Fatih Yalıner
fatihyaliner@hotmail.com
Bir varmış, bir yogmuş. Hayata yemyeşil bir vürüscük doğmuş. Düñya Hapşuuuuu-rup Hapşuuu-rup yerine oturmuş. Ha ha hapşuu-rmuş tüm insancıglar, hayvancıglar, bitgiler, dağlar, sular… Gorkudan kaş gündür uyuyamamışlar. İlacı buldum, artık meraglanmasınnar. Hele bu geceki meselimi bir añnadayım diñnesinler da hepsi iyileşip çifde telli oynaycaklar…
Bir zamannar düñyada herkeş gezer tozarmış. Bariyalar eyice lakırdı edeller, insancıglar birligde çok güzel vakıd geçirillermiş. O zamannar ‘Gavcar Ali Dayı’ isimli bir adamcıg Garavolli köyünde yaşarmış. Ama ne yaşamak! Adamcıg sabahın erken vakıdlarına saatını gurar, sora da ova ova gavcar mantarı ararmış. Gece gündüz mantar toplarmış. Topladığı gavcarları, garısı Unutgan Şerife’ye getirirmiş. Bu çiftin resdurandları varmış. Şerife Yenge’nin mantar böreğiynañ mantarlı yumurtası çok sevilirmiş. Herkeş boğula boğula o yemekleri afiyetnañ yermiş.
Bir gün Gavcar Ali Dayı’yı yine çalar saatı uyandırmış: ‘ tik tiki tik tak, Hade Ali Dayı sabah oldu gak’. Ali Dayı gözlerini ovuşturmuş, dişlerini ‘şarra da şar şar’ fırçalamış. Gancelliyi açıp goyulmuş yollara. Az gitmiş uz gitmiş, acıkmış mantarlı börek yemiş, susamış su işmiş. Birazcık da daşın üstünde diñnenmiş. Sorasında gittikça gitmiş. Bir tepeciğin yanında gocaman bir gavcar mantarı görmüş. Ma ne mantar. Bir ova davşanı gadar. Mantar biraz eski biraz da tozlu görünürmüş.
Ali Dayı: “Ma ne güzel mantar be bu. Vallahi bize bu mantar üş gün yeter. Hatta galır bile. Biraz tozlucukdur, üflerik bir şeyi galmaz. Hem ikayacayık da. Üş gün mantara gitmem.” demiş. Yüklenmiş goca mantarı, garısına götürmüş.
Şerife: “Vay anam. Be Ali, ben hiç böyle mantar görmedim. zehirli olmasın bu mantar. Hem tozlu da görünür. Bi’şey olmasın insacıglara.”

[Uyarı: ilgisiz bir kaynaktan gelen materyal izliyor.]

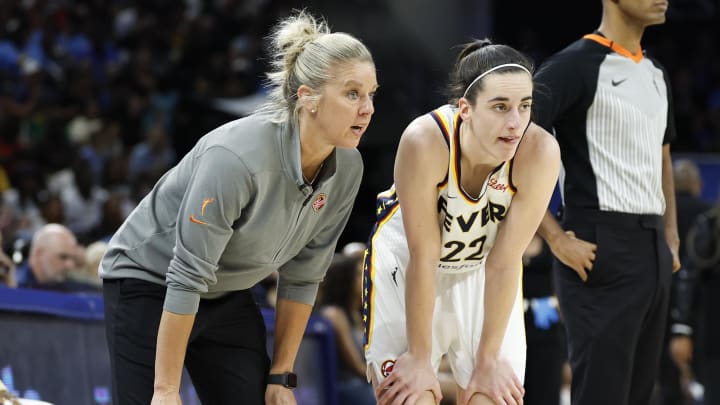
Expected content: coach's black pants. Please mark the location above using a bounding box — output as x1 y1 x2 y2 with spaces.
554 210 672 405
103 278 270 405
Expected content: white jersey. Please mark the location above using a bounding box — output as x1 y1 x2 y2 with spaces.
363 105 525 387
430 106 515 272
371 105 515 273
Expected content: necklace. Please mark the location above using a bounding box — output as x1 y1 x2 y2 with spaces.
300 162 325 184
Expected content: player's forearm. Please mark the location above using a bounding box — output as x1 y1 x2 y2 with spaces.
477 263 520 360
405 259 435 360
537 210 564 246
155 310 195 392
270 298 312 373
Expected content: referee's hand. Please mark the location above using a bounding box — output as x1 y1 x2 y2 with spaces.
549 231 597 281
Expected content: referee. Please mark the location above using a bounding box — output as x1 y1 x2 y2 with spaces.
533 0 680 405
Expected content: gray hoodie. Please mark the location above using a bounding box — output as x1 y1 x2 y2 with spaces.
100 115 363 314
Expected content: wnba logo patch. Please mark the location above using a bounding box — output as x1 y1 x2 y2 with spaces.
380 360 395 377
312 193 327 212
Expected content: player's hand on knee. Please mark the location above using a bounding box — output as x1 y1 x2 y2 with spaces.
265 384 297 405
548 231 597 281
460 358 525 405
375 352 442 405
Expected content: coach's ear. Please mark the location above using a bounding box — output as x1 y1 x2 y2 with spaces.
297 84 317 113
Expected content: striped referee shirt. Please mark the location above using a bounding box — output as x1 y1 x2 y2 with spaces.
533 32 675 215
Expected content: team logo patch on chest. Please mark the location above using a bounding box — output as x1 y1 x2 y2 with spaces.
312 193 327 212
380 360 395 377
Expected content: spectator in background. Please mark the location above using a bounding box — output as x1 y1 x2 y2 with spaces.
60 156 109 242
669 203 720 405
0 233 17 288
658 159 711 405
17 224 92 292
128 121 176 180
522 235 567 405
318 253 375 405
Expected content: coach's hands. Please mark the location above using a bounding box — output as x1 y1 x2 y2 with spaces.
265 384 297 405
375 352 442 405
458 358 525 405
548 231 597 281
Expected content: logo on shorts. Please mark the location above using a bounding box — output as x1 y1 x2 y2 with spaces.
380 360 395 377
313 193 327 212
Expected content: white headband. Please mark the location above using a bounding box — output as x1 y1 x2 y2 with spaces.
463 63 532 98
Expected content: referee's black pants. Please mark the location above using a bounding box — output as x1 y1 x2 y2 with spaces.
103 278 270 405
554 210 672 405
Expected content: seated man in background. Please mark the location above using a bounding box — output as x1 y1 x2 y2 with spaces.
0 233 17 288
17 224 94 292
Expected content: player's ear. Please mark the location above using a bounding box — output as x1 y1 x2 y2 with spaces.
458 97 472 121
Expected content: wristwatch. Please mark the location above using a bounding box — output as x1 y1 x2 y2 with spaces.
268 373 297 389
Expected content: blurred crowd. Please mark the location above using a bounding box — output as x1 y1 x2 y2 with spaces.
0 0 298 288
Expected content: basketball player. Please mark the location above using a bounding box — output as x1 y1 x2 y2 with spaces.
363 40 560 405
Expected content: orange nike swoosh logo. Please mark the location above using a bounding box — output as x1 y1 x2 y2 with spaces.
190 214 207 225
200 197 215 216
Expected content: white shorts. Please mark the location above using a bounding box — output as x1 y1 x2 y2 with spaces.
363 240 526 389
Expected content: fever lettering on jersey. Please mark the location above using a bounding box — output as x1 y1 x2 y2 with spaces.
433 106 515 272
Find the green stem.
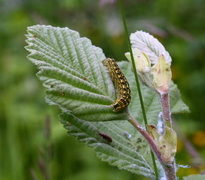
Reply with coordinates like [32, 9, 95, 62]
[118, 0, 159, 179]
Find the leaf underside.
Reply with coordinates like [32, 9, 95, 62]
[26, 25, 188, 179]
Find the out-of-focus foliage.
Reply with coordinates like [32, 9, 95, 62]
[0, 0, 205, 180]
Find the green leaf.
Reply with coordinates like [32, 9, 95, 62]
[183, 175, 205, 180]
[26, 25, 127, 121]
[26, 25, 189, 179]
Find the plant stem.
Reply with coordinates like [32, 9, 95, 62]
[160, 93, 172, 128]
[163, 162, 176, 180]
[128, 116, 176, 180]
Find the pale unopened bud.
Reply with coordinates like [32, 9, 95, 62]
[151, 55, 172, 94]
[125, 48, 151, 73]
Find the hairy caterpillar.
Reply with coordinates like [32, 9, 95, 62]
[102, 58, 131, 112]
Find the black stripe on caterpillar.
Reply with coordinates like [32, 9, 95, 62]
[102, 58, 131, 112]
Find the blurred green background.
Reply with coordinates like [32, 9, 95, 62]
[0, 0, 205, 180]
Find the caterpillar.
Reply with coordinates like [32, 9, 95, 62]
[102, 58, 131, 112]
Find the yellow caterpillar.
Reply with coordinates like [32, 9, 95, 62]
[102, 58, 131, 112]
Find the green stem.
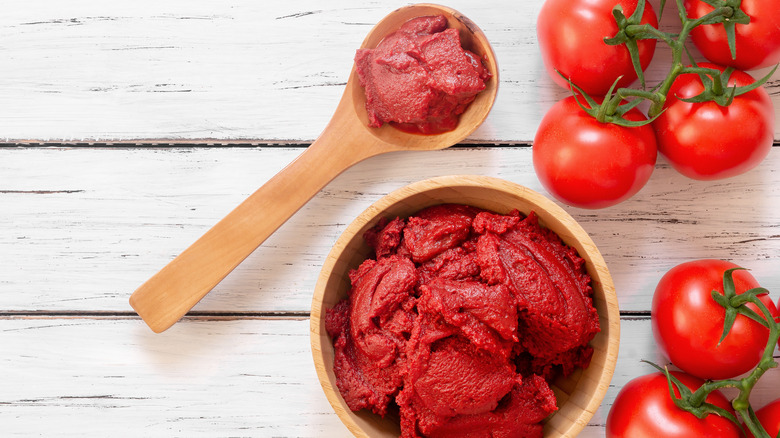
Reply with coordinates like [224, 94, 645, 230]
[690, 291, 780, 438]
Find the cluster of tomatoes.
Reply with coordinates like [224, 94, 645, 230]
[533, 0, 780, 208]
[533, 0, 780, 432]
[606, 260, 780, 438]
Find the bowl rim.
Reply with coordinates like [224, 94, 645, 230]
[310, 175, 620, 437]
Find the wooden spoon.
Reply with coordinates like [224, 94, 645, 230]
[130, 4, 498, 333]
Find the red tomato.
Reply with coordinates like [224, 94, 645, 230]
[606, 371, 742, 438]
[745, 398, 780, 438]
[685, 0, 780, 70]
[651, 259, 777, 379]
[533, 96, 658, 208]
[536, 0, 658, 96]
[653, 63, 775, 180]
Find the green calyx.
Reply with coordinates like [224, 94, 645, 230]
[700, 0, 750, 59]
[558, 72, 654, 128]
[644, 268, 780, 438]
[571, 0, 774, 127]
[679, 63, 778, 107]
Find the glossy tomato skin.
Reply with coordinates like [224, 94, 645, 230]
[746, 398, 780, 438]
[653, 63, 775, 180]
[606, 372, 742, 438]
[651, 259, 777, 379]
[536, 0, 658, 96]
[685, 0, 780, 70]
[533, 96, 658, 208]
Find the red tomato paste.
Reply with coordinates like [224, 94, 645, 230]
[325, 204, 599, 438]
[355, 15, 491, 134]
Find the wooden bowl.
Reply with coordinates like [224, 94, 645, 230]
[311, 176, 620, 438]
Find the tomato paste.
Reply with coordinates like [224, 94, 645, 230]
[325, 204, 599, 438]
[355, 15, 491, 134]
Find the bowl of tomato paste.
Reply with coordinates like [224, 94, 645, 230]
[311, 175, 620, 437]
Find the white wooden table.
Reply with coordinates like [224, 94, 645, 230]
[0, 0, 780, 437]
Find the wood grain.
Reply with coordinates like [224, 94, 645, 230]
[0, 0, 780, 143]
[0, 147, 780, 312]
[0, 318, 780, 438]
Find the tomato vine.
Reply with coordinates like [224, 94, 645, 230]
[648, 268, 780, 438]
[584, 0, 777, 126]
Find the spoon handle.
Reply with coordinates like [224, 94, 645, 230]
[130, 116, 373, 333]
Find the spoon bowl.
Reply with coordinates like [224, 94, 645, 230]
[130, 4, 498, 333]
[342, 4, 498, 150]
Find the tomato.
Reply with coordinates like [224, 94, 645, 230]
[536, 0, 658, 96]
[746, 398, 780, 438]
[651, 259, 777, 379]
[653, 63, 775, 180]
[606, 371, 742, 438]
[685, 0, 780, 70]
[532, 96, 658, 208]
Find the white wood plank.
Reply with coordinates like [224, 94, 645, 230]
[0, 0, 780, 143]
[0, 319, 780, 438]
[0, 147, 780, 312]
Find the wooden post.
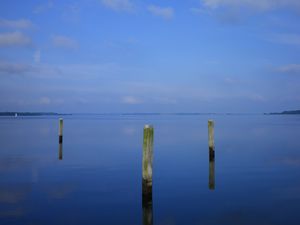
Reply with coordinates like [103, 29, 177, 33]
[143, 198, 153, 225]
[58, 118, 64, 143]
[208, 120, 215, 160]
[58, 143, 63, 160]
[142, 125, 154, 225]
[208, 120, 215, 190]
[142, 125, 154, 199]
[208, 158, 215, 190]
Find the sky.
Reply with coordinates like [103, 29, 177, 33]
[0, 0, 300, 113]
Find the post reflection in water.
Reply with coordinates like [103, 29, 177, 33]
[142, 193, 153, 225]
[58, 143, 63, 160]
[208, 149, 215, 190]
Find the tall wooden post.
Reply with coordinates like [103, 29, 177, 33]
[208, 120, 215, 190]
[142, 125, 154, 225]
[142, 125, 154, 198]
[58, 143, 63, 160]
[58, 118, 64, 143]
[208, 159, 215, 190]
[208, 120, 215, 159]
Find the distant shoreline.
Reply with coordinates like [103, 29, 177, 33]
[0, 112, 72, 116]
[265, 110, 300, 115]
[0, 110, 300, 117]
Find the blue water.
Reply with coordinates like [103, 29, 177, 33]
[0, 115, 300, 225]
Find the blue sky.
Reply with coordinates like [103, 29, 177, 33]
[0, 0, 300, 113]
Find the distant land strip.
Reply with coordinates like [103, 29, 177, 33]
[265, 110, 300, 115]
[0, 112, 72, 116]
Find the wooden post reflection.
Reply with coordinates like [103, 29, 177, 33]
[208, 149, 215, 190]
[142, 194, 153, 225]
[58, 143, 63, 160]
[142, 125, 154, 225]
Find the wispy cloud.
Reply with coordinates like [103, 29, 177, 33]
[33, 1, 54, 13]
[0, 18, 33, 29]
[0, 31, 31, 47]
[101, 0, 135, 12]
[276, 64, 300, 75]
[190, 0, 300, 25]
[33, 50, 41, 63]
[268, 34, 300, 46]
[51, 35, 79, 50]
[122, 96, 143, 105]
[0, 61, 36, 75]
[147, 5, 174, 19]
[202, 0, 300, 10]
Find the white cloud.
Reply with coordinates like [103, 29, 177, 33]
[101, 0, 135, 12]
[0, 31, 31, 47]
[39, 97, 51, 105]
[277, 64, 300, 75]
[122, 96, 143, 105]
[0, 18, 33, 29]
[269, 34, 300, 46]
[202, 0, 300, 10]
[148, 5, 174, 19]
[33, 1, 53, 13]
[51, 35, 79, 49]
[33, 50, 41, 63]
[0, 61, 35, 74]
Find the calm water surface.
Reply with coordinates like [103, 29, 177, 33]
[0, 115, 300, 225]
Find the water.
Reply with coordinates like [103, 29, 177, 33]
[0, 115, 300, 225]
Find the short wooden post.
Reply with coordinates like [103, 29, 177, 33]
[58, 143, 63, 160]
[208, 120, 215, 159]
[142, 125, 154, 199]
[58, 118, 64, 143]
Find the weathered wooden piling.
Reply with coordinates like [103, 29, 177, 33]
[58, 143, 63, 160]
[208, 158, 215, 190]
[142, 125, 154, 199]
[208, 120, 215, 160]
[58, 118, 64, 143]
[143, 196, 153, 225]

Ali: “ Yok yahu zehirli değil. Zehirlileri añnarık heralde, da toplamaya giderik mantarları.”
Şerife Yenge: “E eyi o zaman. Vallahi bu üş gün yeter bize.” demiş başlamış hazırlıklara.
O sırada Ali Dayı, ellerini ikamadan gaveye gitmiş. İnsannarnañ tokalaşmış öpüşmüş. Başlamış ondan bundan masgaralıglar añnatmaya. Şerife Yenge’nin da unutganlığı var ya, unudmuş mantarı ikamayı. Başlamış yemekleri hazırlamaya. Yannarına da birkaş dane biddacık aşmış. Resduranda müşderiler akın akın gelmiş. Ma ne akın. Sankı çekirge sürüsü resduranda saldırdı. O sırada gaveden gelen Ali Dayı, garısına yardım etmiş. Böylece tüm herkeş doymuş, resduranddan mutlu ayrılmışlar. Birinci gün öyle geşmiş gitmiş.
İkinci gün gelmiş. Gavcar Ali Dayı’ynañ Şerife Yenge, yataktan bir türlü galkamamışlar. Vinç gelse da yerlerinden onları galdıramayacak gibi hissetmişler. Sorasında zor topuz galkmışlar.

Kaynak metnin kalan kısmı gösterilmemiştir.